My son glanced at my boarding pass and said admiringly, “Hey, how did you rate that?”

“Rate what?”

“The TSA Pre-check.”

“What’s that?”

“It means you don’t have to stand in line and have them check everything.”

I shrugged. “Maybe from that trip to Europe four years ago.”

Because he travels so much, and as I found out later, because he had applied for a pre-check, my son was also pre-approved, so we walked past the line of passengers taking off their shoes and belts, went through a cursory scan, and soon boarded the aircraft.

On the return trip, I had no such pass, but I had my reservation number. Like most of my fellow travelers, I punched the number into the machine and received a boarding pass. This time my pass had no pre-check.

“We’ll wait for you on the other side,” my son said.

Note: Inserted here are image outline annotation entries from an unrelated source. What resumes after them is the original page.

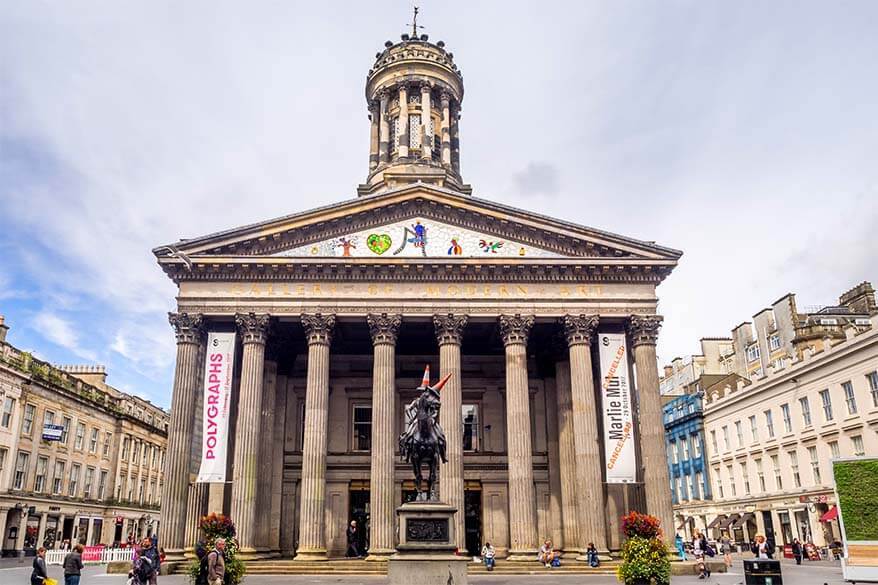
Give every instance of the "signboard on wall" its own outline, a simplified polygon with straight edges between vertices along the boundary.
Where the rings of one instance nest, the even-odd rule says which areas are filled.
[[[226,481],[229,442],[229,404],[235,366],[235,334],[211,332],[204,359],[201,468],[198,483]]]
[[[633,483],[637,480],[637,456],[625,335],[598,333],[598,349],[607,483]]]

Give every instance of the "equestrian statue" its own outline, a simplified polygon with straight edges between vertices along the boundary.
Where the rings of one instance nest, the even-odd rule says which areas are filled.
[[[405,432],[399,436],[399,451],[403,461],[412,464],[415,472],[415,489],[417,497],[415,501],[437,501],[436,497],[436,468],[439,459],[447,463],[445,458],[445,433],[439,426],[439,409],[441,402],[439,391],[448,382],[451,374],[447,374],[439,380],[435,386],[430,386],[430,365],[424,370],[424,379],[418,390],[421,395],[415,398],[405,408]],[[421,489],[423,475],[421,464],[429,466],[430,475],[427,478],[427,491]]]

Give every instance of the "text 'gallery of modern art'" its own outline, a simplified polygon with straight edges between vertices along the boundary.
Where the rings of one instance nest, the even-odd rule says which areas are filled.
[[[245,557],[341,556],[358,520],[386,558],[425,364],[452,374],[438,491],[461,552],[615,550],[632,509],[673,535],[656,287],[681,253],[473,197],[441,41],[388,41],[366,100],[357,197],[154,250],[179,287],[169,557],[222,512]]]

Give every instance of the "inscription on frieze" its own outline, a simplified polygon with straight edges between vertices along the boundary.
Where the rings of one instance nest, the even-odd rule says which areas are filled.
[[[409,518],[405,526],[407,542],[448,542],[447,518]]]

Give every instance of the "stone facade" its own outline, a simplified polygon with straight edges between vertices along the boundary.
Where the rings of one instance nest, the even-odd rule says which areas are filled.
[[[52,366],[5,336],[0,408],[5,555],[158,529],[165,411],[109,386],[101,366]],[[60,441],[43,439],[45,424],[64,427]]]
[[[251,558],[340,556],[357,519],[369,558],[386,559],[394,511],[413,492],[397,437],[425,363],[453,374],[439,493],[457,508],[461,550],[490,541],[531,561],[545,538],[572,554],[588,542],[617,549],[631,508],[669,524],[656,287],[680,252],[472,197],[460,180],[463,82],[441,42],[388,42],[366,91],[370,170],[358,198],[154,251],[178,287],[171,321],[186,346],[172,402],[186,420],[172,425],[172,446],[199,432],[198,413],[177,405],[194,403],[203,332],[239,333],[231,485],[193,506],[181,488],[197,461],[172,448],[169,556],[191,546],[185,511],[211,510],[232,514]],[[414,114],[427,106],[432,132]],[[181,321],[197,334],[181,340]],[[628,332],[638,380],[643,465],[627,485],[604,481],[600,332]],[[266,404],[270,424],[258,417]]]

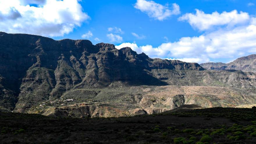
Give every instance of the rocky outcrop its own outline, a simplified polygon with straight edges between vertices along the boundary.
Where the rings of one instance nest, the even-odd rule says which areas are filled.
[[[256,87],[255,73],[205,70],[197,63],[151,58],[129,47],[88,40],[1,32],[0,51],[0,109],[5,111],[76,117],[154,113],[186,104],[220,104],[199,103],[196,95],[189,100],[178,90],[169,97],[155,94],[162,96],[155,99],[138,87]]]
[[[200,64],[207,70],[237,70],[244,72],[256,72],[256,54],[239,58],[228,63],[207,63]]]

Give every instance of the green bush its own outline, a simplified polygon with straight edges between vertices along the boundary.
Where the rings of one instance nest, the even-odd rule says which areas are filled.
[[[185,142],[186,139],[183,137],[175,138],[173,139],[174,143],[183,143],[184,142]]]
[[[166,136],[167,136],[167,133],[166,132],[163,133],[162,134],[163,136],[164,137],[166,137]]]
[[[182,131],[182,132],[183,132],[185,133],[190,133],[193,131],[194,131],[194,129],[184,129],[184,130]]]
[[[209,136],[205,136],[200,139],[200,141],[201,142],[209,142],[212,139],[212,138]]]
[[[195,137],[194,137],[194,136],[192,136],[192,137],[191,137],[189,138],[189,140],[195,140],[196,139],[196,138]]]
[[[253,136],[254,137],[256,137],[256,132],[254,132],[250,134],[251,136]]]
[[[167,129],[169,130],[171,130],[172,129],[173,129],[173,128],[172,127],[167,127]]]
[[[200,131],[197,132],[196,134],[195,134],[196,135],[201,135],[203,134],[203,132],[202,131]]]
[[[241,132],[240,131],[236,131],[234,133],[234,135],[235,136],[237,136],[238,135],[241,135],[241,134],[243,134],[243,132]]]
[[[159,132],[161,131],[160,129],[158,128],[155,128],[153,130],[156,132]]]

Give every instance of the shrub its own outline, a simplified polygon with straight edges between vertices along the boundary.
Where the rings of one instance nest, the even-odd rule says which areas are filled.
[[[175,129],[174,130],[174,132],[175,133],[178,133],[180,132],[179,130],[178,129]]]
[[[237,131],[235,132],[234,133],[234,135],[235,136],[237,136],[238,135],[241,135],[241,134],[242,134],[243,133],[243,132],[241,132],[240,131]]]
[[[196,139],[196,138],[195,137],[194,137],[194,136],[192,136],[192,137],[191,137],[189,138],[189,140],[195,140]]]
[[[179,137],[178,138],[175,138],[173,139],[173,142],[174,143],[183,143],[183,142],[186,141],[185,138],[182,137]]]
[[[229,137],[228,139],[230,140],[235,140],[236,139],[236,138],[234,136],[230,136]]]
[[[212,138],[208,136],[203,136],[200,139],[200,141],[201,142],[209,142]]]
[[[194,131],[194,129],[184,129],[182,131],[184,133],[188,133]]]
[[[167,127],[167,129],[168,130],[170,130],[173,129],[173,128],[172,127]]]
[[[164,137],[166,137],[166,136],[167,136],[167,133],[166,132],[164,132],[163,133],[163,136]]]
[[[196,135],[201,135],[203,134],[203,132],[202,131],[200,131],[195,134]]]
[[[256,137],[256,132],[254,132],[250,134],[250,136],[253,136],[254,137]]]
[[[156,132],[159,132],[160,131],[161,131],[160,129],[158,128],[155,128],[153,130],[154,131]]]

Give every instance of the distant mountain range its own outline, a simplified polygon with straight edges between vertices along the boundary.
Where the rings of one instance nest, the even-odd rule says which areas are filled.
[[[107,117],[256,99],[255,73],[206,70],[111,44],[0,32],[0,111]]]
[[[228,63],[202,63],[200,65],[206,70],[237,70],[256,72],[256,54],[241,57]]]

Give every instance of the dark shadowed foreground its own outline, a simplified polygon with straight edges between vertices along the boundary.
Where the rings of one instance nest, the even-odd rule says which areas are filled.
[[[255,113],[183,107],[157,115],[85,119],[2,113],[0,138],[1,143],[255,143]]]

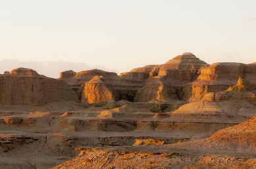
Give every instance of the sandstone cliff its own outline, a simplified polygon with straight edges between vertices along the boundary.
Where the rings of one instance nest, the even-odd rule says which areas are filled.
[[[63,82],[24,68],[0,75],[1,104],[42,105],[61,100],[78,101],[75,93]]]
[[[99,103],[116,99],[116,92],[111,84],[106,84],[103,77],[95,76],[86,83],[82,95],[82,103]]]

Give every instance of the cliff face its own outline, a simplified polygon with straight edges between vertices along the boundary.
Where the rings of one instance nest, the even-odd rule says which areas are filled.
[[[42,105],[61,100],[78,101],[74,91],[63,82],[24,68],[0,75],[1,104]]]
[[[183,86],[197,77],[207,64],[191,53],[184,53],[154,69],[145,84],[137,92],[136,102],[163,102],[183,99]],[[159,99],[157,99],[159,98]]]
[[[85,91],[91,90],[90,88],[99,90],[99,84],[91,86],[91,83],[88,83],[94,77],[101,76],[105,88],[115,91],[115,97],[105,96],[109,99],[136,102],[194,102],[202,99],[208,93],[227,90],[235,85],[240,77],[250,83],[247,85],[249,90],[256,92],[255,74],[255,64],[230,62],[208,65],[193,54],[188,52],[176,56],[164,64],[135,68],[120,75],[99,69],[78,73],[67,71],[61,73],[59,80],[68,83],[80,100],[85,97]],[[240,89],[237,88],[236,90]],[[93,93],[101,93],[99,98],[105,97],[100,91]],[[106,94],[109,96],[107,90]],[[99,100],[95,100],[95,103],[101,102]],[[84,101],[82,102],[84,103]],[[103,102],[105,101],[106,99],[102,100]],[[93,101],[90,102],[93,103]]]
[[[201,99],[208,92],[217,92],[227,90],[235,85],[238,79],[242,77],[247,90],[256,91],[256,65],[238,63],[218,63],[202,67],[197,79],[184,87],[184,98],[190,101]],[[239,87],[230,90],[240,90]]]
[[[95,76],[86,83],[82,95],[82,103],[99,103],[116,100],[116,94],[112,85],[106,84],[102,77]]]

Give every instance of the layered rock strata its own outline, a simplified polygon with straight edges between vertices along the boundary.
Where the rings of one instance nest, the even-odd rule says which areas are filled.
[[[74,91],[65,83],[25,68],[0,75],[1,104],[43,105],[61,100],[78,101]]]

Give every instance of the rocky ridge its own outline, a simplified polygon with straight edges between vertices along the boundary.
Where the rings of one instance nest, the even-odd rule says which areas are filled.
[[[119,75],[6,71],[0,168],[253,168],[255,66],[184,53]]]

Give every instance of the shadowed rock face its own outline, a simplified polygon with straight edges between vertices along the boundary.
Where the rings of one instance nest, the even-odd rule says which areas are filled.
[[[42,105],[52,102],[78,101],[65,83],[39,75],[25,68],[0,75],[0,103]]]

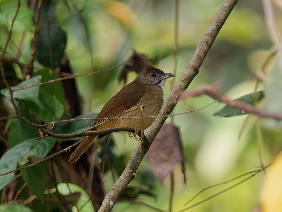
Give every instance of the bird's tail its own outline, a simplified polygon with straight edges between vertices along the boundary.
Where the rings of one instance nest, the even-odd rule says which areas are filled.
[[[81,139],[81,142],[78,146],[76,148],[75,150],[70,155],[69,161],[71,163],[73,163],[78,160],[80,156],[84,153],[87,148],[89,147],[94,140],[96,138],[96,136],[92,137],[85,137]]]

After five minutes standing in line, I stepped forward, removed my belt, stepped out of my shoes, emptied my pockets into a bin, and hoisted my suitcase and backpack onto the moving belt. I stepped into the scanner, followed instructions to spread my arms and raise my arms, and was then asked by a TSA officer if he might pat me down. “You aren’t sensitive, are you?” he asked.

“Well, I do laugh when the doctor pushes on my stomach.”

He smiled and ran his hands over my pockets.

Pat down complete, I was walking to get my luggage and pocket items when another TSA officer motioned to me. “Sir, would you step this way, please?”

I went to the end of the counter.

“Sir, do you have any pointed objects in your backpack?”

Uh-oh. I’d forgotten about the knife.

“Yes,” I said. “I carry a pocket knife.” I use the knife to cut apples and occasionally open a package, but didn’t tell him that.

He dug in the pack and pulled out the knife. Then he reached again into the same pocket and pulled out my pepper spray.

“I guess I forgot that too,” I said.

He gave me a look, not so much of suspicion but of pity.

“I don’t fly much,” I said.

He held up both the pepper spray and the knife. “Sir, you have three choices.” He gave me the choices. The first involved paying to mail these items to my home address. I forget the second option – I was a little stressed. The third was “you can voluntarily give up these items.”

“I voluntarily give them up,” I replied. He handed me my backpack, and I walked away feeling like the biggest fool in the airport, but a fortunate fool. He hadn’t detained or arrested me, probably because I’m an old guy, I was decently dressed, and I looked dumb as a brick.

This was the same week the San Francisco County Board of Supervisors declared the National Rifle Association a terrorist organization. I have belonged to that organization for nearly twenty years. I shoot as rarely as I fly, but I am an advocate for the Second Amendment and support the NRA’s firearms programs for the young, for females, and for hunters.

According to those ladies and gentlemen of San Francisco, I qualified as an armed terrorist trying to board an aircraft.

My experience raises some questions.

I had flown from Washington to Milwaukee carrying a knife – the blade was over two inches – and a canister of pepper spray. How could that happen? How often do others slide through security carrying potential weapons?

And because I belong to the NRA, am I a terrorist? Will I be arrested if I enter San Francisco? From what I have read online, that city already has plenty of problems – homelessness on a massive scale, needles and human excrement on the sidewalks. Given those problems, do the city fathers really have time to worry about the NRA?

Finally, why do we scan passengers and their luggage in our airports, and visitors to our national museums and courthouses, yet tens of thousands cross our southern border undetected? We know some of those slipping over the border are criminals. Could not some of them be terrorists? If so, why do we allow porous borders while we pat down travelers in airports?